Eveneens naar plannen van B. Kazemier & T. Tonkens kwam in 1924 de graansilo aan het Winschoterdiep Westzijde tot stand op de onderbouw van een uit 1890 daterend graanpakhuis. Een glazen dakpaviljoen gaf uitzicht op het laden en lossen.
Bedrijfsgebouwen. Van de vroegere brouwerijen in de stad is de 17de-eeuwse voorm. brouwerij ‘De Sleutel’ (Noorderhaven Zuidzijde 72) [74] een goed voorbeeld. De linkerhelft van het dwarse pand met Vlaamse geveltop en trijshuisje is redelijk oorspronkelijk, de rechterhelft is gewijzigd. De neuten onder de deurposten zijn voorzien van het jaartal 1746 en de initialen van brouwer Jan Swartwold. Op de hoek met de Hoge der A hangt een gevelteken in de vorm van een bierton met sleutel. De uit 1884 daterende sigarenfabriek ‘Insulinde’ ('t Klooster 2) is een sober drielaags bedrijfsgebouw, verlevendigd met speklagen en decoraties van gele baksteen. Van de voorm. gemeentelijke gasfabriek [75], gesticht in 1854, is het ‘Regulateurshuis’ (Bloemstraat 36) uit 1892 het belangrijkste restant. Het in rijke chaletstijl uitgevoerde pand op kruisvormige plattegrond is ontworpen door K.H. Holthuis. Het tegeltableau boven de ingang werd in 1954 aangeboden door het personeel naar aanleiding van het honderdjarig bestaan van de fabriek. Vanaf 1922 was het gebouw de portiersloge van het op het terrein gevestigde elektriciteitsbedrijf. Tussen de diverse bedrijfsgebouwen op dit terrein staan nog twee, voor de gasfabriek gebouwde bedrijfshallen; de zuidelijke kwam rond 1910 tot stand naar ontwerp van J.A. Mulock Houwer, de noordelijke hal met stalen vakwerkconstructie rond 1930. Van de voorm.

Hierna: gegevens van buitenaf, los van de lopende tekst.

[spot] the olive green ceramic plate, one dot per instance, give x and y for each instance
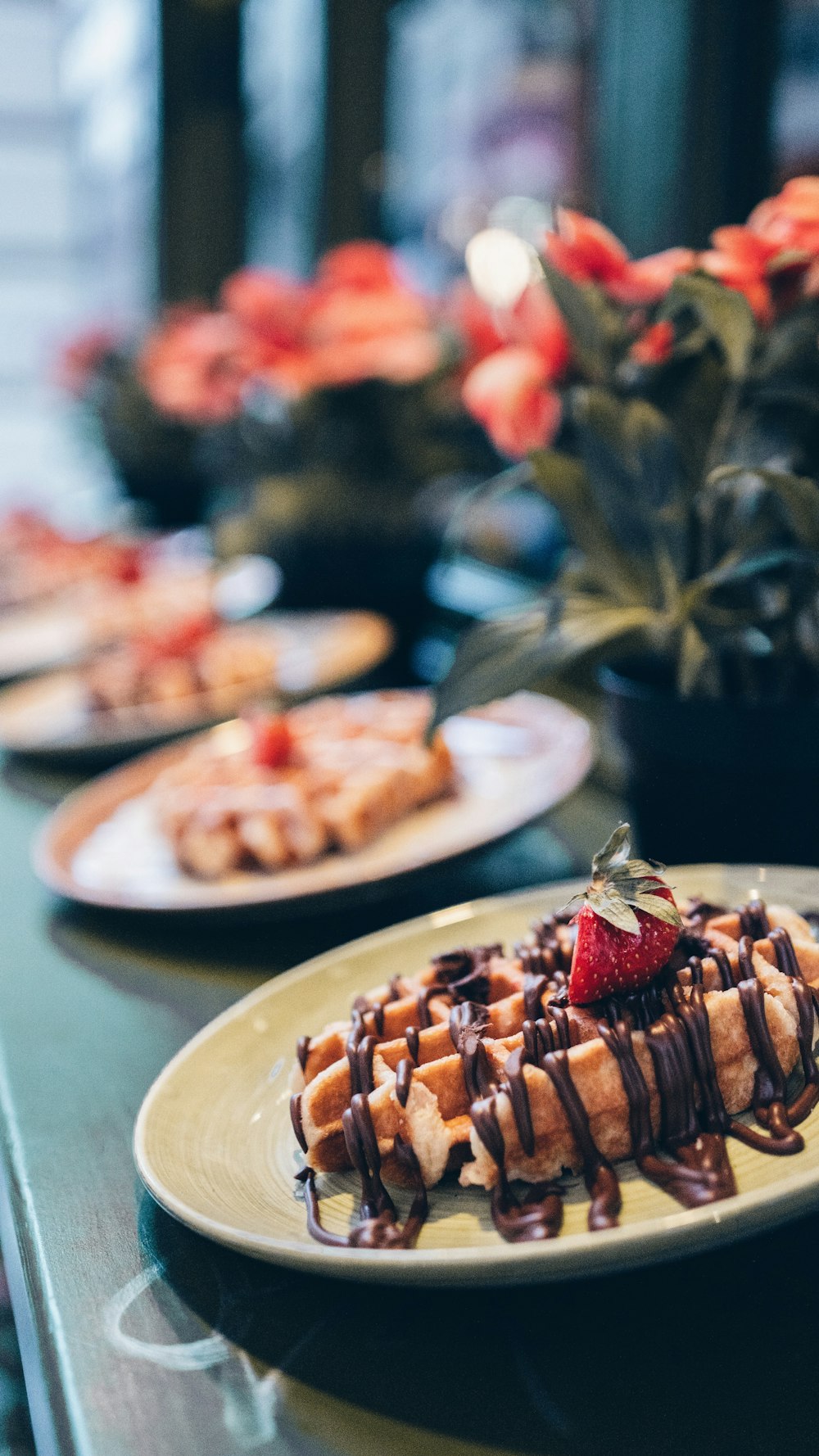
(104, 843)
(215, 1146)
(315, 651)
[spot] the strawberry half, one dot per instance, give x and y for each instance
(627, 928)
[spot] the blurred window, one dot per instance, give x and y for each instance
(283, 67)
(78, 219)
(796, 97)
(486, 118)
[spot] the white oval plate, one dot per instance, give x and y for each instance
(317, 651)
(102, 845)
(215, 1146)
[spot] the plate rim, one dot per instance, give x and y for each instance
(258, 894)
(607, 1251)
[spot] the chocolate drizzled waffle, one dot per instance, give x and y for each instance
(480, 1066)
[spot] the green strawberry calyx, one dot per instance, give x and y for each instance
(621, 885)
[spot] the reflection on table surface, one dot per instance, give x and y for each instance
(699, 1354)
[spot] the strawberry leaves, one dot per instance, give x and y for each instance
(621, 885)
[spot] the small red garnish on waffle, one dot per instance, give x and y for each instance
(127, 563)
(627, 928)
(181, 640)
(270, 741)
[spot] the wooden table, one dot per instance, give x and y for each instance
(140, 1337)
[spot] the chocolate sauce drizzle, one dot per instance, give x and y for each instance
(378, 1225)
(688, 1156)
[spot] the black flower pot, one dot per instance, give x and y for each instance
(716, 780)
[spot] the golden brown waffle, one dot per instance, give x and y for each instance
(428, 1051)
(351, 766)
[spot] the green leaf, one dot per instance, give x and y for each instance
(658, 907)
(690, 393)
(500, 657)
(636, 473)
(798, 495)
(493, 660)
(566, 484)
(614, 852)
(694, 654)
(735, 568)
(589, 623)
(723, 312)
(596, 328)
(614, 909)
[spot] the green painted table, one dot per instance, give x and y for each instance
(140, 1337)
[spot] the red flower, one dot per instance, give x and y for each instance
(585, 249)
(738, 267)
(654, 344)
(271, 305)
(536, 322)
(790, 220)
(647, 280)
(191, 366)
(477, 325)
(509, 395)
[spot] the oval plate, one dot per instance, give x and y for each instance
(215, 1146)
(102, 846)
(317, 649)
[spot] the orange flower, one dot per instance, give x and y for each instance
(736, 271)
(790, 220)
(536, 322)
(477, 325)
(647, 280)
(585, 249)
(359, 265)
(509, 395)
(191, 366)
(270, 303)
(654, 344)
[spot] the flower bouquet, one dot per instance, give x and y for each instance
(328, 402)
(671, 413)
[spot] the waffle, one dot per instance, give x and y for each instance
(349, 769)
(480, 1066)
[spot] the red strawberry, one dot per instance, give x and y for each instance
(271, 741)
(627, 928)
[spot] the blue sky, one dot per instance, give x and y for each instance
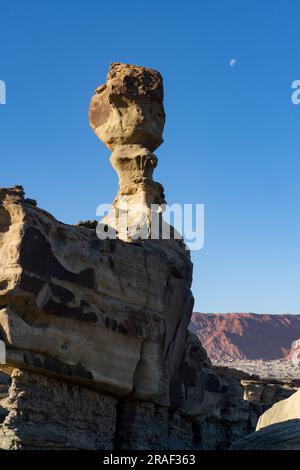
(231, 137)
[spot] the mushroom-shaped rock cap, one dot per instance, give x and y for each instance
(128, 109)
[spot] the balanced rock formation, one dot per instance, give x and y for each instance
(294, 353)
(127, 114)
(237, 336)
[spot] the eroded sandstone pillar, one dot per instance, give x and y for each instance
(127, 114)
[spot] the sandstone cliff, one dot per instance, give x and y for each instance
(246, 335)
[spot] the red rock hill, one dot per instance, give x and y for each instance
(246, 335)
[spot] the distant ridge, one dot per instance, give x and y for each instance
(238, 336)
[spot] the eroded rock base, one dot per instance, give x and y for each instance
(43, 413)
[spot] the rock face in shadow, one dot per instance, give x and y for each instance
(43, 413)
(94, 332)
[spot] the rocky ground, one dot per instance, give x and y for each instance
(278, 369)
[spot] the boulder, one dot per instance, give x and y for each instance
(279, 436)
(104, 313)
(282, 411)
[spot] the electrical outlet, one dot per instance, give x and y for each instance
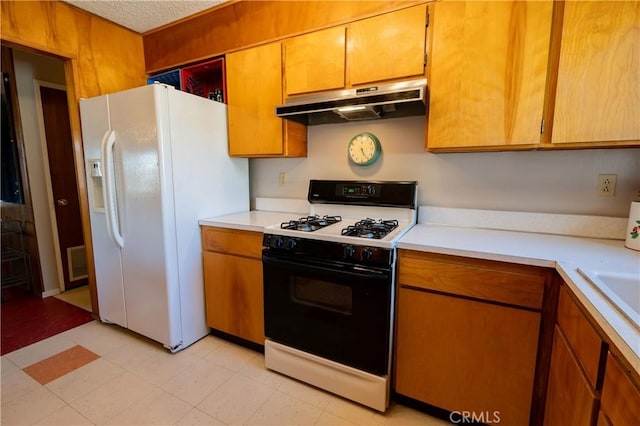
(607, 185)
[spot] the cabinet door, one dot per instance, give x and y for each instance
(620, 397)
(234, 295)
(463, 355)
(570, 399)
(254, 88)
(598, 89)
(315, 61)
(388, 46)
(487, 73)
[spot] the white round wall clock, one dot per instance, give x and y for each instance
(364, 149)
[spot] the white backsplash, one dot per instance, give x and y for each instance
(530, 181)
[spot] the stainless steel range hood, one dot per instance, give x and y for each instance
(391, 100)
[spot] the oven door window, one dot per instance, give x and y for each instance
(336, 311)
(321, 294)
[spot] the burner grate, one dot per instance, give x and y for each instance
(310, 223)
(370, 228)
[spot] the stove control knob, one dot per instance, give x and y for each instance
(367, 253)
(349, 251)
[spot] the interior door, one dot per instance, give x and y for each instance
(64, 187)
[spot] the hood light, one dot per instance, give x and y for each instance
(351, 108)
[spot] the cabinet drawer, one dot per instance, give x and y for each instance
(620, 397)
(519, 285)
(460, 354)
(570, 398)
(581, 335)
(232, 241)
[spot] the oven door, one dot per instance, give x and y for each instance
(335, 310)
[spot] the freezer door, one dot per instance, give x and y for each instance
(144, 187)
(94, 114)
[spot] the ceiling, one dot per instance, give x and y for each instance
(144, 15)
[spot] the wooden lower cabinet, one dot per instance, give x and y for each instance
(570, 398)
(463, 344)
(233, 282)
(575, 374)
(464, 355)
(620, 396)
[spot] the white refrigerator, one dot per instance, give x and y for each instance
(156, 162)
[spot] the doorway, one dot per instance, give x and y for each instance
(40, 81)
(55, 128)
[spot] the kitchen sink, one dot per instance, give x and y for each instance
(623, 290)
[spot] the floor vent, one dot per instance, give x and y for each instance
(77, 257)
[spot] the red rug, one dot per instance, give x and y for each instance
(27, 319)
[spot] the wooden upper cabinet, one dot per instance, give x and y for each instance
(315, 61)
(254, 88)
(486, 73)
(598, 87)
(387, 47)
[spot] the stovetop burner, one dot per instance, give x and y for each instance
(370, 228)
(310, 223)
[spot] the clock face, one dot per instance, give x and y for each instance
(364, 149)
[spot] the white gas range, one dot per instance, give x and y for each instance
(329, 287)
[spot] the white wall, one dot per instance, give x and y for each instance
(29, 67)
(534, 181)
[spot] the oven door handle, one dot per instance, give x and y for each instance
(359, 271)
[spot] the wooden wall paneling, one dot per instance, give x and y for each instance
(246, 23)
(100, 57)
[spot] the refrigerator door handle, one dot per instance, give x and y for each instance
(110, 199)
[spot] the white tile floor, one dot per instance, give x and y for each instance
(137, 382)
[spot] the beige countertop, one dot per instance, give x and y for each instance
(564, 253)
(250, 220)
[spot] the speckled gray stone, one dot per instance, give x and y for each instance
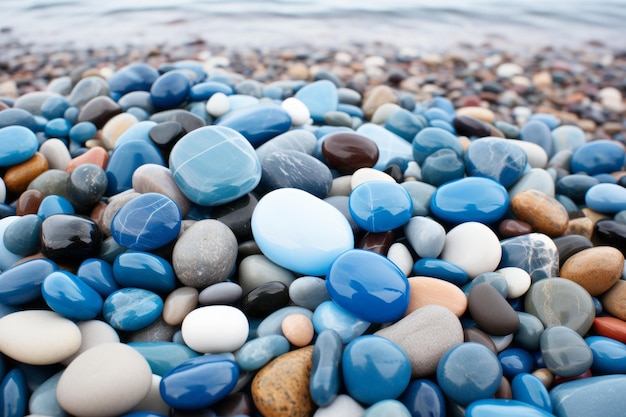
(205, 254)
(425, 335)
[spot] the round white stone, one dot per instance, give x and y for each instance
(297, 110)
(517, 280)
(215, 329)
(473, 247)
(218, 105)
(107, 380)
(38, 337)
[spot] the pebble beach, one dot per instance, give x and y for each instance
(361, 228)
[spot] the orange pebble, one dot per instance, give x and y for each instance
(298, 329)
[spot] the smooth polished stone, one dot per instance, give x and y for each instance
(71, 297)
(19, 144)
(68, 237)
(380, 206)
(560, 302)
(294, 169)
(535, 253)
(320, 97)
(367, 377)
(199, 382)
(258, 123)
(382, 290)
(473, 247)
(469, 372)
(144, 270)
(124, 379)
(214, 165)
(597, 157)
(23, 333)
(314, 232)
(132, 309)
(606, 198)
(347, 151)
(215, 329)
(471, 199)
(496, 159)
(147, 222)
(256, 353)
(204, 254)
(491, 311)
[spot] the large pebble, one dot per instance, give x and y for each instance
(123, 380)
(300, 232)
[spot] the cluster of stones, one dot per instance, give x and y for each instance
(182, 239)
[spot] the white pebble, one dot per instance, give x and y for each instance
(218, 105)
(297, 110)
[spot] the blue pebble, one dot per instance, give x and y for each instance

Groninger Rijwielfabriek A. Fongers (Hereweg 85) is het in 1896 gebouwde kantoor met uitgebouwde showroom behouden gebleven, ingeklemd tussen naoorlogse bouwdelen. Het voornamelijk in neorenaissance-vormen uitgevoerde pand heeft een vierkant torentje met chaletstijl-vormen. Het voorm. kantoor met pakhuis van de koffie- en theehandel van H. Smith (Poelestraat 55) [76] verrees in 1898. Het kantoorgedeelte heeft een hardstenen pui en een timpaan in
neoclassicistische vormen. De toepassing van witte banden en blokken geeft het gebouw verder een neorenaissancistisch uiterlijk. Het is nu een horecagelegenheid.

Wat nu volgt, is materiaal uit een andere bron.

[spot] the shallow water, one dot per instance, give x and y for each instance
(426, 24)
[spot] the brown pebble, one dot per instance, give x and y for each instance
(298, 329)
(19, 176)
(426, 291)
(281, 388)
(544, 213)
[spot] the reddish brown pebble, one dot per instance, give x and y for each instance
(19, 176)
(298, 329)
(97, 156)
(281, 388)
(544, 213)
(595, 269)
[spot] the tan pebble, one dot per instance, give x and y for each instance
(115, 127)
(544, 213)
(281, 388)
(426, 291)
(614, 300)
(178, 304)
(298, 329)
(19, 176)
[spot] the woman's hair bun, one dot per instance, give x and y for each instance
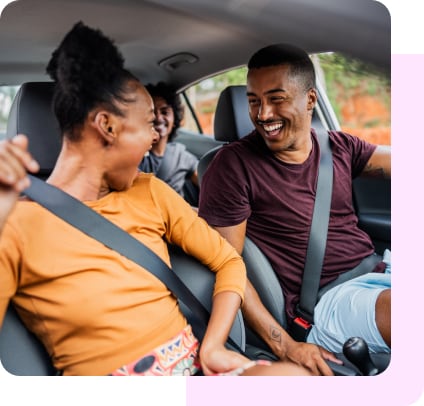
(84, 59)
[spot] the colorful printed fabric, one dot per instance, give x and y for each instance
(176, 357)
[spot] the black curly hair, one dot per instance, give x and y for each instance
(88, 70)
(173, 99)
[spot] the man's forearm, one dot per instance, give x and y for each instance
(263, 323)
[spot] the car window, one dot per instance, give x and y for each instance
(7, 94)
(203, 97)
(358, 93)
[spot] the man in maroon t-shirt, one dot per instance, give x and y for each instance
(270, 196)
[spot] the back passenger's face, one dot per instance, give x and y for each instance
(279, 107)
(164, 122)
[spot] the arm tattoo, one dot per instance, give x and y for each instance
(374, 172)
(275, 334)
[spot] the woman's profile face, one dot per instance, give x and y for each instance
(164, 117)
(135, 136)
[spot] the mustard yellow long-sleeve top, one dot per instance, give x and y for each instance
(93, 309)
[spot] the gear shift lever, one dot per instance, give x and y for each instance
(356, 351)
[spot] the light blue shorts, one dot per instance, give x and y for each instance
(348, 310)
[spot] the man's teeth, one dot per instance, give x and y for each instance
(272, 127)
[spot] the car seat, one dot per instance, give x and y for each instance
(232, 122)
(21, 353)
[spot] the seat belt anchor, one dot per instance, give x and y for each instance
(300, 329)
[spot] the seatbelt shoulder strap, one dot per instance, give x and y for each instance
(319, 230)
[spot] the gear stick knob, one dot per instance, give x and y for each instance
(356, 351)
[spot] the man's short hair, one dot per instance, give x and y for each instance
(296, 58)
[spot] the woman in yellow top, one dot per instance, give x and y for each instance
(96, 312)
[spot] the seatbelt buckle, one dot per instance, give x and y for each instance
(300, 329)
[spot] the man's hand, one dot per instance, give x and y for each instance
(15, 161)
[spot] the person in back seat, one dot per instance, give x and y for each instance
(97, 312)
(263, 186)
(168, 160)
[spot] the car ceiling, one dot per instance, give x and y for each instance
(221, 33)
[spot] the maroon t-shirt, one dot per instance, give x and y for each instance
(246, 181)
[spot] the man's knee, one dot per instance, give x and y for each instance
(383, 308)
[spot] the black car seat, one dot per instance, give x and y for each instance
(20, 351)
(232, 122)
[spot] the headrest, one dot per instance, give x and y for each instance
(232, 120)
(32, 114)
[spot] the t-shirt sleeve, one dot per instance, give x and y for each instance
(9, 261)
(224, 193)
(187, 230)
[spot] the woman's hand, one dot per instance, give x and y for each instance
(310, 356)
(15, 161)
(216, 360)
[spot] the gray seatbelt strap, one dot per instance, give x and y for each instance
(98, 227)
(319, 230)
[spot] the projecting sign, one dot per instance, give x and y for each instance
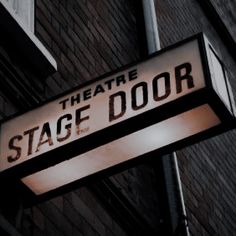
(116, 118)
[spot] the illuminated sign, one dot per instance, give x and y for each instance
(178, 96)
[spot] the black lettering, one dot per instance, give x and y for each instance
(134, 96)
(120, 79)
(186, 76)
(79, 119)
(87, 94)
(98, 89)
(63, 102)
(12, 146)
(109, 83)
(121, 95)
(166, 77)
(67, 127)
(75, 99)
(45, 131)
(133, 74)
(30, 132)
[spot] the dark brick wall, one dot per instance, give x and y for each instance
(89, 38)
(207, 169)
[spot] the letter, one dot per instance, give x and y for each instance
(120, 79)
(45, 131)
(135, 96)
(109, 83)
(166, 77)
(133, 74)
(30, 132)
(75, 99)
(79, 120)
(63, 102)
(98, 89)
(121, 95)
(67, 127)
(87, 94)
(12, 146)
(186, 76)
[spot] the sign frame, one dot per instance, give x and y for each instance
(128, 126)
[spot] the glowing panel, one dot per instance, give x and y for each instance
(123, 149)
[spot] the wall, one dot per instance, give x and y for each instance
(207, 169)
(89, 38)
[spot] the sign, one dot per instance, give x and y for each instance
(118, 117)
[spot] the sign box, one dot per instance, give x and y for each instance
(176, 97)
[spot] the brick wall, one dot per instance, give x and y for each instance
(89, 38)
(207, 169)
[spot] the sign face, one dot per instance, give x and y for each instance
(118, 117)
(108, 101)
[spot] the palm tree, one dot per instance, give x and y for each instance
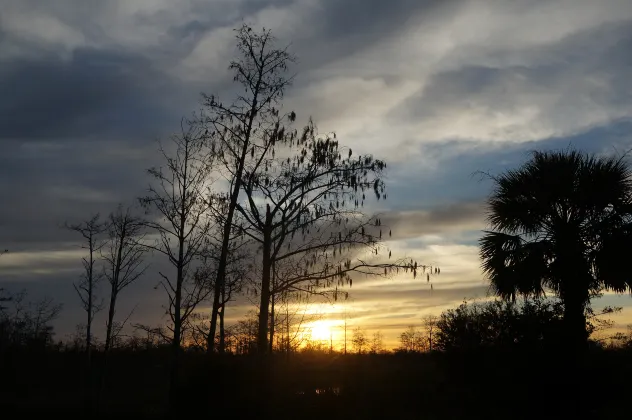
(562, 222)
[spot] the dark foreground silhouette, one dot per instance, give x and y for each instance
(483, 384)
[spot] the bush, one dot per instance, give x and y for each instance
(501, 324)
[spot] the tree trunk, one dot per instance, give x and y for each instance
(575, 322)
(222, 333)
(264, 305)
(234, 196)
(271, 344)
(90, 304)
(108, 330)
(177, 329)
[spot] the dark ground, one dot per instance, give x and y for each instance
(486, 385)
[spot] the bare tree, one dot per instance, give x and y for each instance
(28, 324)
(305, 207)
(182, 226)
(359, 340)
(244, 129)
(86, 287)
(412, 340)
(377, 343)
(124, 260)
(430, 326)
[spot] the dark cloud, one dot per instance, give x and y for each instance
(82, 105)
(580, 81)
(455, 217)
(95, 94)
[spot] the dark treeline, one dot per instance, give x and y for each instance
(246, 205)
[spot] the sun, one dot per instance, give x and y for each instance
(320, 331)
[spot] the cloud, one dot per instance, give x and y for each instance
(439, 89)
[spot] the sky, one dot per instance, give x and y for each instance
(438, 89)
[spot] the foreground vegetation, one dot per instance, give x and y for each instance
(485, 384)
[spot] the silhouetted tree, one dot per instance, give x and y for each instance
(242, 130)
(359, 340)
(430, 326)
(303, 209)
(499, 324)
(26, 324)
(412, 340)
(562, 222)
(124, 260)
(86, 288)
(179, 198)
(377, 343)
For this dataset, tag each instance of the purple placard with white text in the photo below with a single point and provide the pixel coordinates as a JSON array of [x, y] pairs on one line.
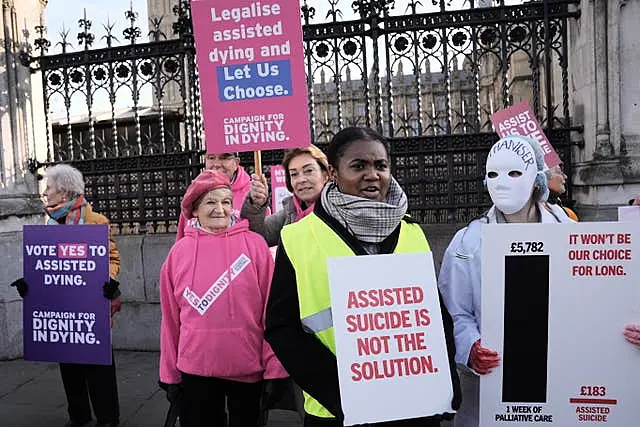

In en rondom de binnenstad zijn diverse bedrijfsgebouwen te vinden met jugendstil-gevels, uitgevoerd in natuursteen en verblendsteen in diverse kleuren en veelal met een bovenetalage of groot venster over de volle breedte van de verdieping. Het voorm. meubelmagazijn van de firma J.A. Huizinga (Blekerstraat 12-12a) [77] is in 1904 gebouwd naar een jugendstil-ontwerp van A.J. Sanders voor de (gesloopte) meubelfabriek ‘Nederland’ aan de Westersingel. De zandstenen gevelreliëfs met onder meer figuren met gereedschappen zijn vermoedelijk van beeldhouwer A.M. van der Lee. De voorm. drielaags meubelfabriek met toonzaal van de firma J.B. Wachters (Oosterstraat 19) [78] heeft een jugendstil-gevel uit 1905-'06, naar ontwerp van A.Th. van Elmpt. De gevel is versierd met terracotta sectieltableaus van Joost Thooft & Labouchere uit Delft. De hardstenen pilasters hebben medaillons met reliëfvoorstellingen van timmermansgereedschap. Enigszins vergelijkbaar in opzet maar soberder in uitvoering is de gevel van het voorm. drielaags kledingatelier met kantoor en magazijn van de firma S. Muller & Co. (Steentilstraat 21), gebouwd in 1908 naar ontwerp van K. Bolhuis in jugendstil in opdracht van L. van Dam.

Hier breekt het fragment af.